While I can't provide real-time data, here are some neighborhoods in San Francisco that have historically been considered attractive for real estate investment:

1. **SoMa (South of Market):** Known for its proximity to tech companies, SoMa has seen strong demand for rental properties. However, property prices can be high.

2. **Mission District:** This neighborhood offers a mix of housing types and attracts a diverse demographic. It has seen appreciation in property values in the past.

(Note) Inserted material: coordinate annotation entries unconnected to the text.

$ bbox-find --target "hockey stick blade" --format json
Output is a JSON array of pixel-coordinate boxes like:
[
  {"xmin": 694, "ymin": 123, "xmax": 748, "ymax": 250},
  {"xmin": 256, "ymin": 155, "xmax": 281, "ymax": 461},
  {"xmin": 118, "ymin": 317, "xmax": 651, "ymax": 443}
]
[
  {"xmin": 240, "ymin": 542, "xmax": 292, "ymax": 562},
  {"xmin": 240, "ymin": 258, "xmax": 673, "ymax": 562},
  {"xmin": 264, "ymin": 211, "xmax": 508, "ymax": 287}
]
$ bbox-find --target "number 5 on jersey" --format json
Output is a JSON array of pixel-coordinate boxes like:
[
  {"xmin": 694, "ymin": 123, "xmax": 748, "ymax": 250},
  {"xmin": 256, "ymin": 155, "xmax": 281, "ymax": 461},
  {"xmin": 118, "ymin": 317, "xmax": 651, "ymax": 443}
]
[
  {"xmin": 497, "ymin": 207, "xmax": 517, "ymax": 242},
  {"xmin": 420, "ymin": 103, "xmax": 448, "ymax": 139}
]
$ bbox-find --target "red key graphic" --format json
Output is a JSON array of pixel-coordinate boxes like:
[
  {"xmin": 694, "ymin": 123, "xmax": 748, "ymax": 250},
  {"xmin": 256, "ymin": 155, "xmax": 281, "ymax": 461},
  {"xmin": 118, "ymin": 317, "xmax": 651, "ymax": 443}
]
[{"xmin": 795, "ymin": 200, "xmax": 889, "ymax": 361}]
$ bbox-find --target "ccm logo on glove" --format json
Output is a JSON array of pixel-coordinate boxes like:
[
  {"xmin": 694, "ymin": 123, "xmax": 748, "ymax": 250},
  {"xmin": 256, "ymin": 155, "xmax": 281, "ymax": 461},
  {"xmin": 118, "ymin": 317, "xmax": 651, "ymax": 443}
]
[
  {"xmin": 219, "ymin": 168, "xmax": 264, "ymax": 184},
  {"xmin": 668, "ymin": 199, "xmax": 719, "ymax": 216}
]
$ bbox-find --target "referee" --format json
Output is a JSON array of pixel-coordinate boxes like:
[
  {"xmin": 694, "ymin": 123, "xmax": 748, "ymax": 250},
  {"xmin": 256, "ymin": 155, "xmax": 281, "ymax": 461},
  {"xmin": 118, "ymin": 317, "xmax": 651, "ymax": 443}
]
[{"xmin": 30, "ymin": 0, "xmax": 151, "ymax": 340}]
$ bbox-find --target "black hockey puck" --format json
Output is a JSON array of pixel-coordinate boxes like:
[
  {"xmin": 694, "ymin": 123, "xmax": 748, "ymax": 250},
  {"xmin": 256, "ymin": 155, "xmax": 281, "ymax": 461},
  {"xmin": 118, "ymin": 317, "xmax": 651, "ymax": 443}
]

3. **Inner Sunset:** Located close to Golden Gate Park and the University of California, San Francisco (UCSF), it has been popular among students and healthcare professionals, potentially providing a stable tenant base.

4. **Outer Richmond:** This neighborhood has a suburban feel and can offer more affordable investment options compared to some other parts of the city.

5. **Bayview-Hunters Point:** Historically an area with lower property prices, it has shown potential for future growth due to redevelopment projects and its proximity to the waterfront.

However, the attractiveness of neighborhoods can change over time, so it's essential to consult with local real estate experts, conduct thorough market research, and consider your investment goals and risk tolerance before deciding on specific neighborhoods for investment.

Additionally, consider working with a real estate agent or property management company with local expertise to help you navigate the San Francisco real estate market effectively. They can provide valuable insights and assistance in managing your rental properties.